In some embodiments, the method further comprises, after the step of detecting, normalizing the quantity of the probe as compared to a quantity of signal from a negative control. In some embodiments, the method further comprises, after the step of detecting, correlating the one or more scores to the presence, absence, or quantity of the at least one nullomer such that, if the amount of the at least one nullomer is greater than the quantity of the at least one nullomer in a control sample; or, if the amount of the at least one nullomer is substantially equal to the quantity of the at least one nullomer in a sample taken from a subject known to have a hyperproliferative disorder, then the subject is diagnosed as having a hyperprolifferative disorder. In some embodiments, the hyperproliferative disorder is breast cancer, pancreatic cancer, or liver cancer. In some embodiments, the hyperproliferative disorder is breast cancer, pancreatic cancer, esophagus cancer, lymphoid cancer, kidney cancer, ovary cancer, head and neck cancer, lung cancer, stomach cancer, CNS cancer, uterus cancer, skin cancer, colorectal cancer, prostate cancer, bladder cancer, bone and soft tissue cancer, biliary cancer, cervix cancer, thyroid cancer, myeloid cancer, or liver cancer.
Also provided is a kit comprising one or more probes or primers for detecting the presence, absence or quantity of one or a plurality of the nullomers provided in Table 1 or nullomers that comprise at least 93% sequence identify to one or a plurality of the nullomers provided in Table 1. In some embodiments, the one or more probes comprised in the disclosed kit comprise one or a combination of the nullomer sequences of Table 1 or complementary thereof.
Further provided is a computer program product encoded on a computer-readable storage medium, wherein the computer program product comprises instructions for: a) detecting the presence, absence or quantity of at least one nullomer in a sample of a subject; b) normalizing the presence, absence, or quantity of the at least one nullomer in the sample against the presence, absence or quantity of the at least one nullomer in a control sample; and c) correlating the presence, absence, or quantity of the at least one nullomer in the sample to a likelihood that the subject having a hyperproliferative disorder.

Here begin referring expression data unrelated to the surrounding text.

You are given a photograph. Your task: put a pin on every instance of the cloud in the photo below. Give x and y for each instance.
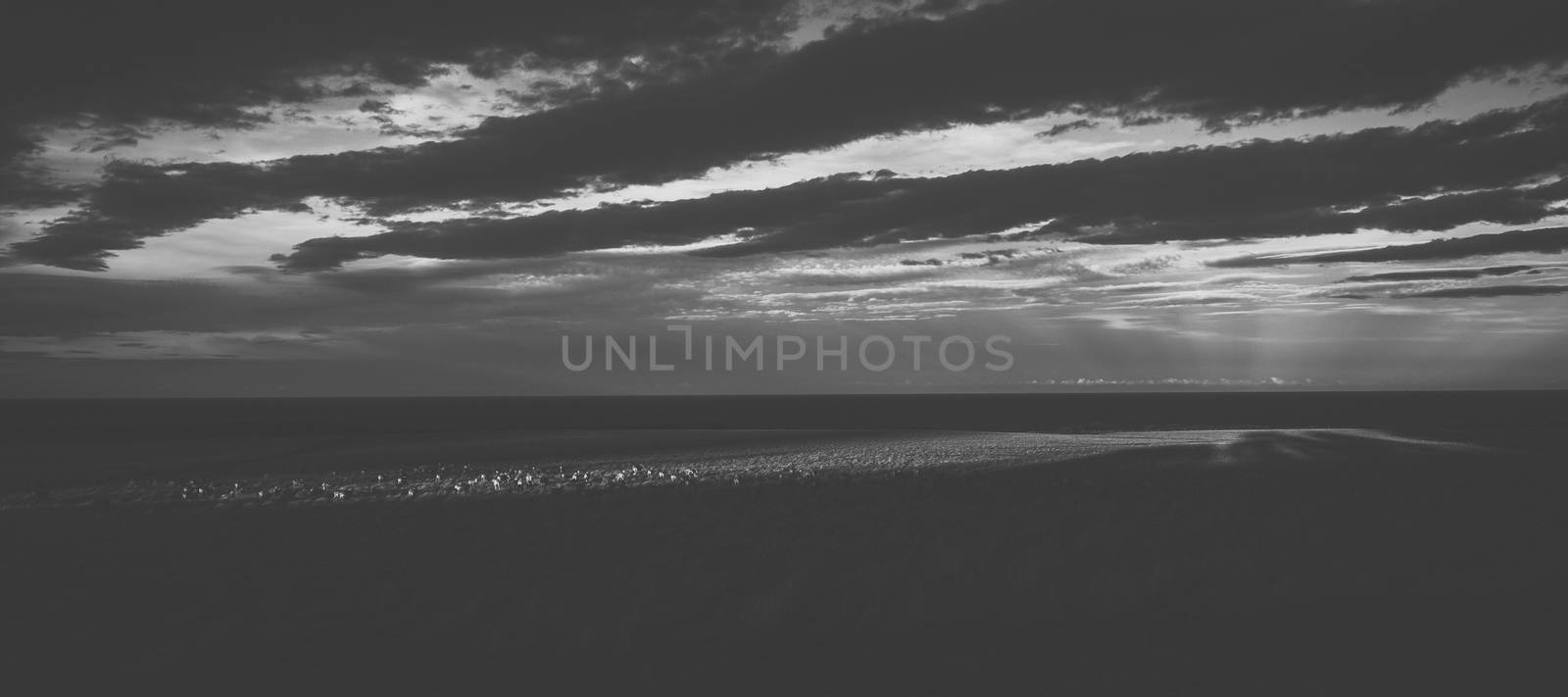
(1259, 188)
(1133, 60)
(1542, 240)
(1439, 274)
(1489, 292)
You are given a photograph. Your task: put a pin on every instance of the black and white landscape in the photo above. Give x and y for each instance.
(786, 346)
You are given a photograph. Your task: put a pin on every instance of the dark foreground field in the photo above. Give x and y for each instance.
(1278, 563)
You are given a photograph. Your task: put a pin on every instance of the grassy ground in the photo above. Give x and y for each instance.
(1283, 564)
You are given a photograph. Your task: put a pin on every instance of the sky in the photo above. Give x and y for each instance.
(455, 198)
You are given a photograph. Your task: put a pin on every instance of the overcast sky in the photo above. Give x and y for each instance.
(365, 198)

In some embodiments, the computer program product further comprises instructions for calculating a score associated with the presence, absence or quantity of the at least one nullomer in the sample and correlating the score to a likelihood that the subject has a hyperproliferative disorder. In some embodiments, the computer program product further comprises instructions for: a) detecting and normalizing the presence, absence or quantity of a second nullomer in the sample; b) calculating a combined score associated with the presence, absence or quantity of the at least one nullomer and the second nullomer in the sample; and c) correlating the combined score to a likelihood that the subject having a hyperproliferative disorder. In some embodiments, at least 2 different nullomers in the sample are detected, normalized and correlated by the computer program product. In some embodiments, the computer program product detects the presence, absence, or quantity of the at least one nullomer by qRT-PCR amplification. In some embodiments, the control sample used in the computer program product is obtained from a subject free of a hyperproliferative disorder.
The disclosure also provides a system comprising: a) the computer program product of any one of claims 54 to 59; and b) a processor operable to execute programs; and/or a memory associated with the processor.

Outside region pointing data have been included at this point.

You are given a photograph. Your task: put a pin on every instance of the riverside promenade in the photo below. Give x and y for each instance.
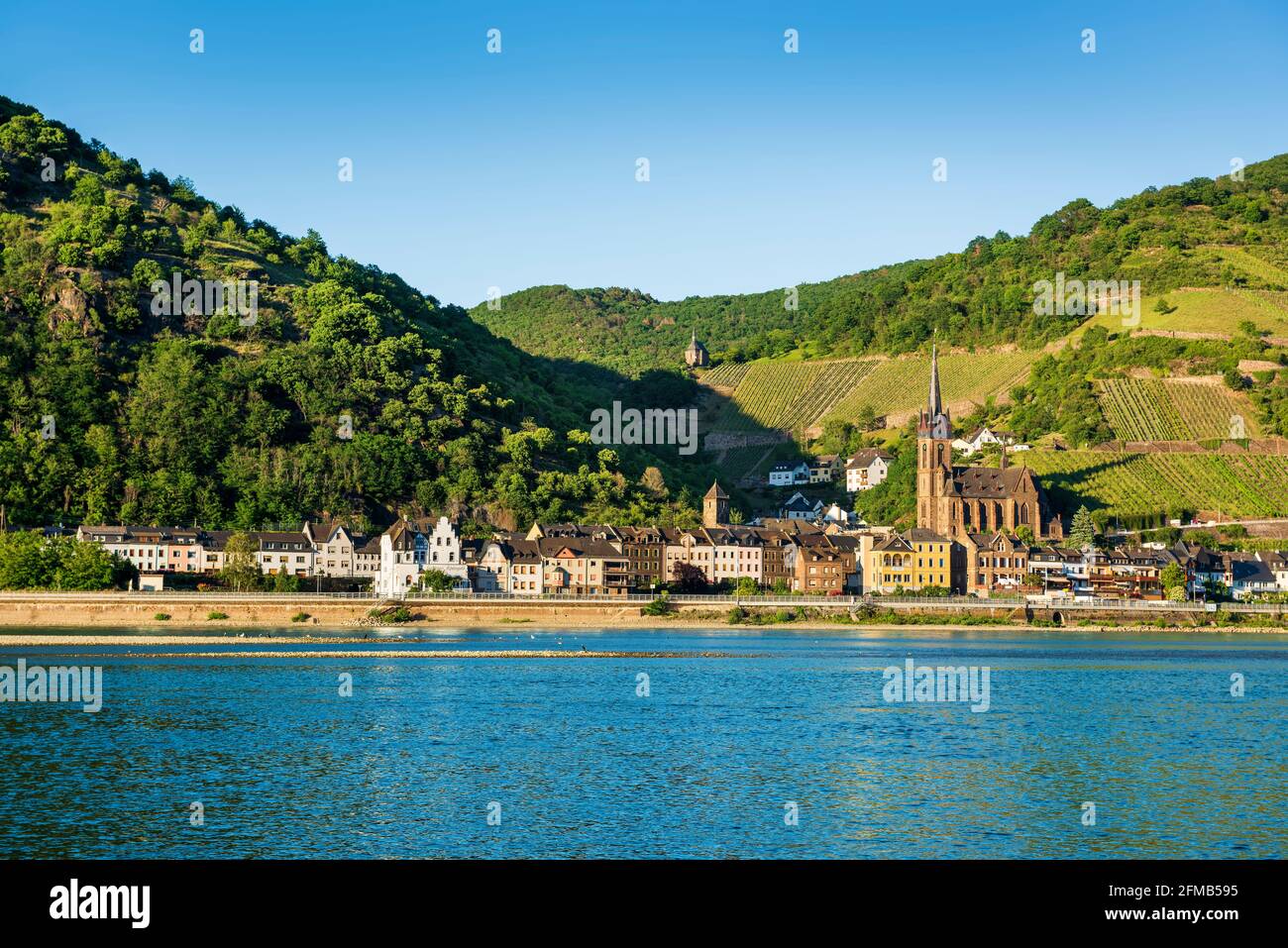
(210, 609)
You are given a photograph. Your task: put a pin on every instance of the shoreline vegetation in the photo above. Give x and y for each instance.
(233, 621)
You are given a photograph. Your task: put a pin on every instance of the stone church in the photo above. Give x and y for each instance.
(956, 502)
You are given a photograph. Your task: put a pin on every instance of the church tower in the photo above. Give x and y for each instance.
(715, 506)
(934, 458)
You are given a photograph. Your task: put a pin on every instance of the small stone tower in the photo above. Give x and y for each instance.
(715, 506)
(696, 356)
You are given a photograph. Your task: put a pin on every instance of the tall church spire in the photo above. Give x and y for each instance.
(935, 407)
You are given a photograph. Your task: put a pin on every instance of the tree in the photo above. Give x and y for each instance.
(1082, 531)
(653, 481)
(86, 567)
(241, 570)
(25, 562)
(436, 581)
(1172, 579)
(688, 578)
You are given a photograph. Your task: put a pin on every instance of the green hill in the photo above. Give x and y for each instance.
(116, 406)
(1202, 233)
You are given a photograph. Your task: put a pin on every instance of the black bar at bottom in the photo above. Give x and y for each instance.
(331, 897)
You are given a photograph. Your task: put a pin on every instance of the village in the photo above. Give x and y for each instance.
(980, 532)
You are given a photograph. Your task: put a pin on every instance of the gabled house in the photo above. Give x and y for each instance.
(980, 437)
(823, 468)
(867, 469)
(785, 474)
(333, 548)
(410, 548)
(995, 563)
(798, 507)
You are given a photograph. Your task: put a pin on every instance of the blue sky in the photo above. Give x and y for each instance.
(767, 168)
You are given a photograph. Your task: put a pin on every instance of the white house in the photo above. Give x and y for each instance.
(867, 469)
(410, 548)
(333, 549)
(980, 437)
(798, 507)
(784, 474)
(835, 513)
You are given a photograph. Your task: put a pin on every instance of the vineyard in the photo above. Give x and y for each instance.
(794, 395)
(1205, 311)
(1240, 485)
(726, 375)
(789, 394)
(901, 385)
(1183, 408)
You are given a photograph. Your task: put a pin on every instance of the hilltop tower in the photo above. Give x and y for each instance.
(715, 506)
(934, 458)
(696, 356)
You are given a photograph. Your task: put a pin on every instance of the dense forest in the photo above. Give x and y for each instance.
(348, 393)
(979, 296)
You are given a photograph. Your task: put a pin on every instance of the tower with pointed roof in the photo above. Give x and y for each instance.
(970, 504)
(715, 506)
(696, 356)
(934, 456)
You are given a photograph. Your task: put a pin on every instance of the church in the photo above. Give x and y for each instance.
(956, 502)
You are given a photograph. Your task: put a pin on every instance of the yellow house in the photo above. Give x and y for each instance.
(911, 561)
(934, 559)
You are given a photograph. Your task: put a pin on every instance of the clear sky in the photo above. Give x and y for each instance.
(767, 168)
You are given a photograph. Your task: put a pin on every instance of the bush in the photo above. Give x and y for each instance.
(658, 607)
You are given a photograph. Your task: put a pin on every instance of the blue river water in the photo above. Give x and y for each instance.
(785, 747)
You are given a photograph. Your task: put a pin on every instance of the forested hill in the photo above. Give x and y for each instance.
(114, 408)
(979, 296)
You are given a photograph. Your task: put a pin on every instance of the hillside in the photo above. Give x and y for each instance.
(344, 391)
(1202, 233)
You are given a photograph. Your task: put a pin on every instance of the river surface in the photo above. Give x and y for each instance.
(784, 747)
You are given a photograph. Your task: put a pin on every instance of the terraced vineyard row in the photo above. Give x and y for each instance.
(726, 375)
(1210, 410)
(1252, 264)
(789, 394)
(1176, 410)
(800, 394)
(900, 385)
(1140, 410)
(1146, 483)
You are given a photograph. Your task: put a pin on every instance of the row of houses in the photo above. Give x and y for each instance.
(613, 561)
(563, 558)
(317, 549)
(814, 557)
(862, 472)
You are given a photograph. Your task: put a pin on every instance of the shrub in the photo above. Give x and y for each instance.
(658, 607)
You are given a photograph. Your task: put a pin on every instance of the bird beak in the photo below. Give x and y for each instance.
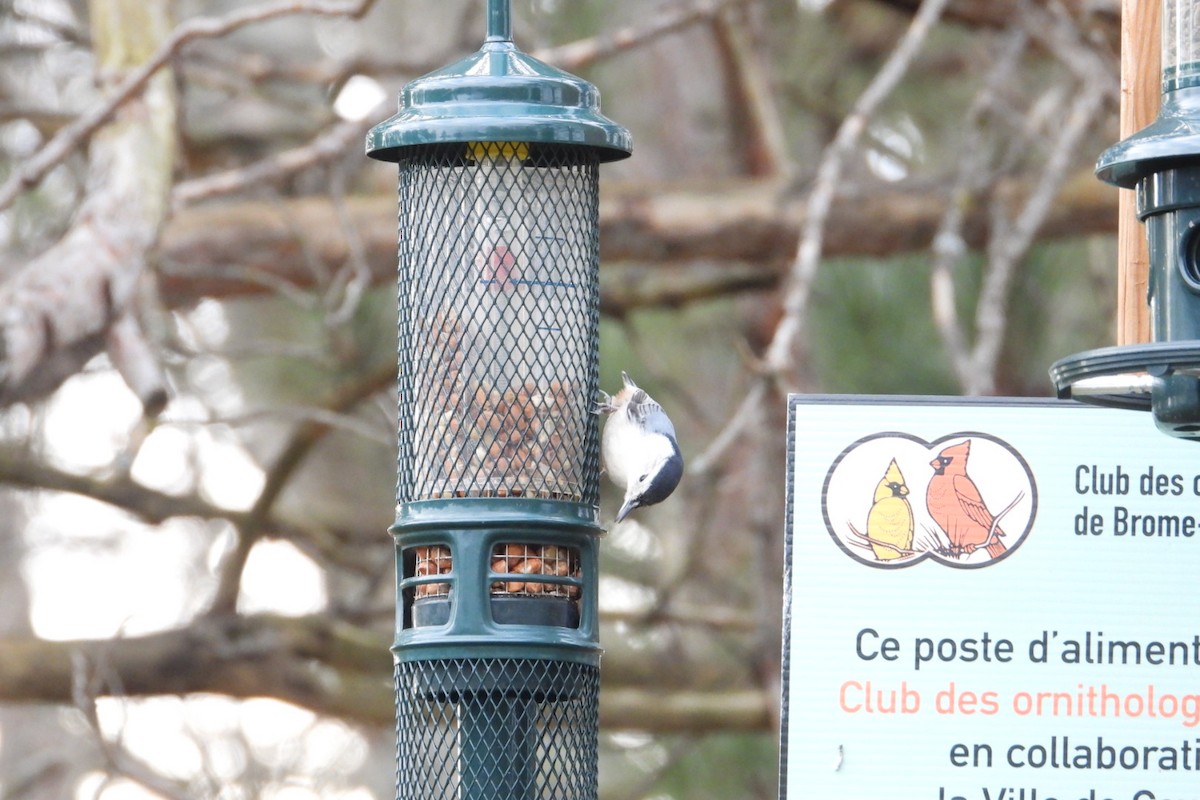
(625, 509)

The disclosure further provides a system for detecting the presence or quantity of nullomer in a sample of a subject comprising: a processor operable to execute programs, a memory associated with the processor, a database associated with said processor and said memory, and a program stored in the memory and executable by the processor, the program being operable for: a) detecting the presence, absence or quantity of at least one nullomer in a sample of a subject; b) normalizing the presence, absence, or quantity of the at least one nullomer in the sample against the presence, absence or quantity of the at least one nullomer in a control sample; and c) correlating the presence, absence, or quantity of the at least one nullomer in the sample to a likelihood that the subject having a hyperproliferative disorder. In some embodiments, the program is further operable for calculating a score associated with the presence, absence or quantity of the at least one nullomer in the sample and correlating the score to a likelihood that the subject has a hyperproliferative disorder. In some embodiments, the program is further operable for detecting and normalizing the presence, absence or quantity of a second nullomer in the sample.

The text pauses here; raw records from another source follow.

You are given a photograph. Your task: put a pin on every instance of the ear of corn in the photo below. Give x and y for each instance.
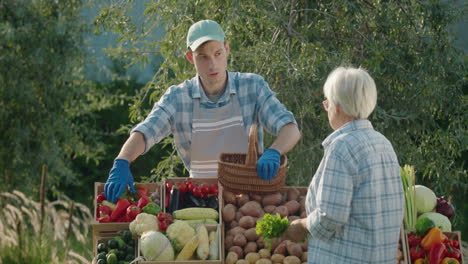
(195, 213)
(214, 246)
(187, 252)
(203, 247)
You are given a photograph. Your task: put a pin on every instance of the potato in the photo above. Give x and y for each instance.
(275, 242)
(282, 210)
(290, 218)
(302, 203)
(251, 234)
(229, 241)
(250, 247)
(270, 209)
(238, 215)
(272, 199)
(291, 260)
(247, 222)
(236, 230)
(229, 213)
(293, 207)
(293, 249)
(238, 250)
(277, 258)
(305, 245)
(263, 261)
(251, 208)
(252, 257)
(264, 253)
(239, 240)
(260, 242)
(293, 194)
(231, 258)
(256, 197)
(233, 224)
(242, 199)
(281, 248)
(229, 197)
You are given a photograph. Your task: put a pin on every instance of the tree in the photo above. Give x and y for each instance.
(46, 102)
(406, 47)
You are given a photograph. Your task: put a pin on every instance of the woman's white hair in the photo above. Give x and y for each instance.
(353, 90)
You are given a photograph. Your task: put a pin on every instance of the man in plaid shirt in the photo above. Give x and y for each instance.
(355, 201)
(209, 114)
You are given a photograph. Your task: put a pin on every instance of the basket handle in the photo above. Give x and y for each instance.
(252, 152)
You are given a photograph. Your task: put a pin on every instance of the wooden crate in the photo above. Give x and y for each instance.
(451, 235)
(220, 248)
(208, 181)
(99, 237)
(99, 188)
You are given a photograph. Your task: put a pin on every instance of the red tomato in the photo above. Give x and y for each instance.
(196, 191)
(182, 188)
(168, 186)
(214, 189)
(205, 189)
(162, 226)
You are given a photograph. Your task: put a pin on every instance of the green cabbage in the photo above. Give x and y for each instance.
(156, 247)
(425, 199)
(441, 221)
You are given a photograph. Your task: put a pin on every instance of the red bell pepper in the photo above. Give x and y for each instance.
(120, 208)
(104, 210)
(453, 252)
(437, 253)
(132, 212)
(143, 201)
(122, 219)
(141, 189)
(104, 219)
(100, 198)
(416, 252)
(414, 240)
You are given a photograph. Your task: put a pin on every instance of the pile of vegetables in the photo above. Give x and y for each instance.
(430, 246)
(427, 218)
(128, 206)
(117, 250)
(189, 194)
(254, 224)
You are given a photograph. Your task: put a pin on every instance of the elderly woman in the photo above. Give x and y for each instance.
(355, 201)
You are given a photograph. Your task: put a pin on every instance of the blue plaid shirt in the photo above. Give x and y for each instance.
(173, 113)
(355, 201)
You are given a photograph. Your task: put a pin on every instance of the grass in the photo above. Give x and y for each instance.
(51, 232)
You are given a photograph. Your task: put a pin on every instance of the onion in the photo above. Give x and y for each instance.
(445, 207)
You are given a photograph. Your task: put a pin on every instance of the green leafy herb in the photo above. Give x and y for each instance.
(271, 226)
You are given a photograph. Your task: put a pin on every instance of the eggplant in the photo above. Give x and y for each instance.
(174, 199)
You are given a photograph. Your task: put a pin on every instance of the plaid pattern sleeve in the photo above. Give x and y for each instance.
(334, 195)
(355, 201)
(172, 114)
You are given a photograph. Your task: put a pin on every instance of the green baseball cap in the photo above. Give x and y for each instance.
(203, 31)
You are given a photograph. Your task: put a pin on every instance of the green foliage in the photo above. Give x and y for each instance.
(272, 226)
(406, 47)
(27, 239)
(46, 103)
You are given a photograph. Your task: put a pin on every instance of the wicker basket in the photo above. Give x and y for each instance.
(237, 172)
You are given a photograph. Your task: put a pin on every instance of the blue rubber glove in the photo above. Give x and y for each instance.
(119, 177)
(268, 164)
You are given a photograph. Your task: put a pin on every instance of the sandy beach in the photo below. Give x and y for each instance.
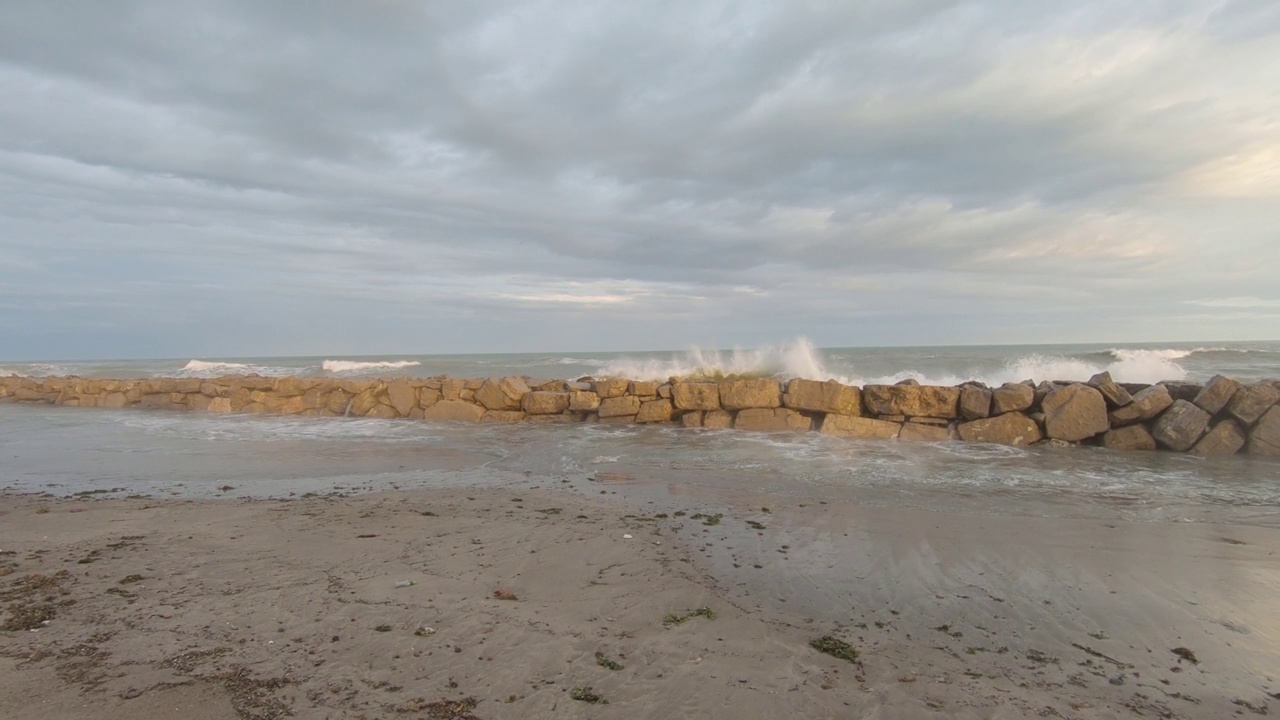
(525, 600)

In some embodiments, the one or plurality of probes used in any of the disclosed methods, systems, or computer program product, or comprised in any of the disclosed kits comprise a nucleic acid sequence chosen from Table 1. In some embodiments, the one or plurality of probes used in any of the disclosed methods, systems, or computer program product, or comprised in any of the disclosed kits comprise a nucleic acid sequence comprising at least about 93% sequence identity to any of the sequences in Table 1.
In some embodiments, the one or plurality of probes used in any of the disclosed methods, systems, or computer program product, or comprised in any of the disclosed kits comprise a nucleic acid sequence that is complementary to any of the nullomer sequences provided in Table 1, or a fragment thereof. In some embodiments, the one or plurality of probes used in any of the disclosed methods, systems, or computer program product, or comprised in any of the disclosed kits comprise a nucleic acid sequence that is complementary to a nullomer comprising at least about 93% sequence identity to any of the nullomer sequences provided in Table 1, or a fragment thereof.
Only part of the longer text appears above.